By a unanimous 7-0 vote after a three and a half hour special meeting held online Thursday night, the Falls Church School Board voted that all Falls Church schools will revert to all online learning starting Aug. 24 for at least the first nine weeks of the fall semester.
The move followed the recommendation of Superintendent Dr. Peter Noonan, who after receiving feedback from parents and the broader community the last two weeks about the schools’ earlier plan for a hybrid approach to learning this fall, he decided the approach was untenable from a health and safety standpoint.
Noonan’s recommendation came prior to moves by the City’s neighboring Northern Virginia school systems in Fairfax, Arlington and Loudoun counties to also start the first chunk of the year with strictly online learning.
Upticks in the infection rates of the Covid-19 virus in the wider region was a deciding factor, as well as the inability of existing testing resources to provide timely results.
On behalf of the Falls Church School Board, chair Greg Anderson said he’d issue a statement to the Falls Church community about the decision Friday.
In a lengthy Friday memo to the F.C. Schools community, Noonan spelled out the criteria for making the change to all-virtual “distance learning” that the School Board voted for Thursday night:
“With health and safety as our first priority, the virus data we take into account is broader than just the City of Falls Church. As a reminder, the vast majority of our faculty and staff don’t live in the City of Falls Church. Therefore, we must look at the health picture’s entirety to include all of Northern Virginia, Maryland, and DC…not just 22046. Numbers need to be declining everywhere, so we aren’t inadvertently importing the virus.
“The stability of a workforce in a large organization is vital to its success. 25 percent of our custodial staff have either been positive or quarantined this summer due to Covid-19. This is before we introduce students and staff. If we don’t have the capacity to clean our buildings – especially during a pandemic, drive our buses, serve our food we can’t operate effectively.
“This past week we have seen a spike in teachers and staff applying for a year-long leave of absence and resigning their teaching position. In the midst of all of the pandemic, there is also a national teacher shortage.
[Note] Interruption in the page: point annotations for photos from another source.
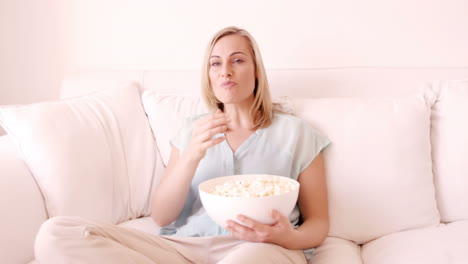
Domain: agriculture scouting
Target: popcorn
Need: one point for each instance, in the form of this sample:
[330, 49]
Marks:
[258, 187]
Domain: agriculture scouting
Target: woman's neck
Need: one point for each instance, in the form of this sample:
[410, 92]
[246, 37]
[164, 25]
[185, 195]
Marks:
[240, 117]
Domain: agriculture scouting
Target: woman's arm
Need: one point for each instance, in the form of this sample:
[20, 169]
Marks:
[169, 198]
[313, 204]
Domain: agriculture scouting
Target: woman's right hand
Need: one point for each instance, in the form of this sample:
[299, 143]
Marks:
[203, 132]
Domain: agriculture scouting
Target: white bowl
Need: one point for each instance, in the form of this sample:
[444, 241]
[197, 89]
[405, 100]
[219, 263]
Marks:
[222, 208]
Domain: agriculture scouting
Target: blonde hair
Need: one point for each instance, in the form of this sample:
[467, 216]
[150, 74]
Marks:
[262, 108]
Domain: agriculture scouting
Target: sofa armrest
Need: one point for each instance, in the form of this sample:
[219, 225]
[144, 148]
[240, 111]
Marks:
[22, 206]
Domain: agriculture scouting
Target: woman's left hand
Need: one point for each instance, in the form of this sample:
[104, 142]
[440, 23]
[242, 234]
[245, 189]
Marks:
[253, 231]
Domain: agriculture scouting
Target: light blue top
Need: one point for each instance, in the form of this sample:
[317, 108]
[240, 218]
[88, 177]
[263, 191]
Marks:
[285, 148]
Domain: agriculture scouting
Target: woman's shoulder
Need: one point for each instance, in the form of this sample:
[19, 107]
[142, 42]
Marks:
[285, 120]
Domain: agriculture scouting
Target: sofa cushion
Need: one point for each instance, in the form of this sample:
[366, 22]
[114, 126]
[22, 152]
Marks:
[434, 245]
[337, 250]
[167, 111]
[449, 136]
[379, 172]
[92, 156]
If we can’t keep the staff we have, we can’t hold classes. Substitute teachers have already indicated they will not report as they have in the past because they do not get health care benefits, and the risk is too great.
“Virginia’s largest school insurer, VACORP, says worker’s compensation is unlikely for teachers and staff who contract Covid-19, indicating a further lack of protection for our workforce.
“Our summer daycare has been a good proxy for opening schools more fully. Since we opened two weeks ago, we’ve sent five children home because they either arrived with a fever or developed one during the day. Additionally, families were asked a daily health screening questionnaire. Unfortunately, we’ve had some struggle with the screening, and at least one family sent children to school while other members of the household were home sick, awaiting the results of a COVID 19 test. Just yesterday, two faculty members were out due to illness with COVID-like symptoms and are seeking treatment. Given the small size of the program (50) and the strictest adherence to mitigation procedures for safety as defined by the CDC and FCHD, when you extrapolate out this circumstance to a full division of 2800 students, it is daunting.”